And, as if in echo, Cathy continued. ‘Look at you,’ she declared. ‘You’re gorgeous. Twenty-nine, figure to die for, cute as a button, a woman ripe and ready for the world, and here you are, hidden in a shapeless white pinafore with flour on your nose-yes, flour on your nose, Jen-no don’t wipe it, you’ve made it worse.’
‘It doesn’t matter,’ Jenny said. ‘Who’s looking? Can I get on? There’s customers out there.’
‘There are,’ Cathy said warmly, peering out through the hatch but refusing to let go of her theme. ‘You have twenty people out there, all coming here for one of your yummy muffins and then heading off again for life. You should be out there with them. Look at that guy out there, for instance. Gorgeous or what? That’s what you’re missing out on, Jen, stuck in here every day.’
Jenny peered out the hatch as well, and it didn’t take more than a glance to see who Cathy was referring to.
The guy looked to be in his mid-thirties.

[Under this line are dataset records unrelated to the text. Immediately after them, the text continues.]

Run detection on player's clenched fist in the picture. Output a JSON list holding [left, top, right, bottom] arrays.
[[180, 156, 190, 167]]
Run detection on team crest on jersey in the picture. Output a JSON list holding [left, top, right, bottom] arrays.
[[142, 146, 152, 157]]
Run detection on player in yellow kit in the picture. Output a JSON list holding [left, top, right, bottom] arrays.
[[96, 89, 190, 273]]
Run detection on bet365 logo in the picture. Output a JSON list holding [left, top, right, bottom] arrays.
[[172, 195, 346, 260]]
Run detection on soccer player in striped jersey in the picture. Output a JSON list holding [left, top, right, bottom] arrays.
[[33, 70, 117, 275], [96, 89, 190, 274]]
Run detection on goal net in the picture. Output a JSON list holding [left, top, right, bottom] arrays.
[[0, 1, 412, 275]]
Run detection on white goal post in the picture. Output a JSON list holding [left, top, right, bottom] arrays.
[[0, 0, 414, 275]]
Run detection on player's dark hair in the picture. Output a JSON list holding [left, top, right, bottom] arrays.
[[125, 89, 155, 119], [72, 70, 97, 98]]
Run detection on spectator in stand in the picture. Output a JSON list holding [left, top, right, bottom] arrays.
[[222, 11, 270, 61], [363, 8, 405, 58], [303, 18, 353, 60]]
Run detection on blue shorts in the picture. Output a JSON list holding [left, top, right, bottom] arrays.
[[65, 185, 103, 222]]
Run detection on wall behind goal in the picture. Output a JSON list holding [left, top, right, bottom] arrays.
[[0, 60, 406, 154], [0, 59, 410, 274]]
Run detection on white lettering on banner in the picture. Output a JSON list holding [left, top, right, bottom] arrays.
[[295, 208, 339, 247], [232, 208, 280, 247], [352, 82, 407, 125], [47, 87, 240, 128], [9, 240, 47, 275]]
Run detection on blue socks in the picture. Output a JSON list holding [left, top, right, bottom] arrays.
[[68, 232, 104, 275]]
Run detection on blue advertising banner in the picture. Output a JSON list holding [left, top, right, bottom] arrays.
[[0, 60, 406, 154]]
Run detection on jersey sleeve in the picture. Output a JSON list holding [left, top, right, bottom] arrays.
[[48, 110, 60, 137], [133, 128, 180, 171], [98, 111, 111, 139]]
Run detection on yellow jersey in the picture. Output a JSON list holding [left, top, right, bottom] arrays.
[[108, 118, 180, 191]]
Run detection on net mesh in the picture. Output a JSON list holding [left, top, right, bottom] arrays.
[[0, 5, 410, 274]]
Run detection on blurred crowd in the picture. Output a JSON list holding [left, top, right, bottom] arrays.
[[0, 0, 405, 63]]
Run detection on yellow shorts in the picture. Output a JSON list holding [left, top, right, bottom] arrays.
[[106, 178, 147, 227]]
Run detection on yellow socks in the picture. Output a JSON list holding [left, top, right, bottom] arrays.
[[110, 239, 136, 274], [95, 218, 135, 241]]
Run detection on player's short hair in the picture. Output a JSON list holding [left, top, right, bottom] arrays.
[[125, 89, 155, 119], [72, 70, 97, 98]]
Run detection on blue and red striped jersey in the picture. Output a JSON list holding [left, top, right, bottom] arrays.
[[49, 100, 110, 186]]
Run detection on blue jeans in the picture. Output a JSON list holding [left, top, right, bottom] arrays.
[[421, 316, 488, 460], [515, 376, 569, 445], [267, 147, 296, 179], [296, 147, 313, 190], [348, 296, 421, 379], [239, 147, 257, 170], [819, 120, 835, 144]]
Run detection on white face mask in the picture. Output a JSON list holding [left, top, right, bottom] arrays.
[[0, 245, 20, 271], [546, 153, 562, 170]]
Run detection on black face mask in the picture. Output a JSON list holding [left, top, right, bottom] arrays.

He was a yachtie-she could tell that by his gear-and he was seriously good-looking. It had been raining this morning. He was wearing battered jeans, salt-stained boating shoes and a faded black T-shirt, stretched tight over a chest that looked truly impressive. He’d shrugged a battered sou’wester onto the back of his chair.
Professional, she thought.
After years of working in Coffee ’n’ Cakes she could pick the classes of boaty. Holding the place up were the hard-core fishermen. Then there were the battered old salts who ran small boats on the smell of an oily rag, often living on them. Next there was the cool set, arriving at weekends, wearing gear that came out of the designer section of the Nautical Monthly catalogue, and leaving when they realized Coffee ’n’ Cakes didn’t sell Chardonnay.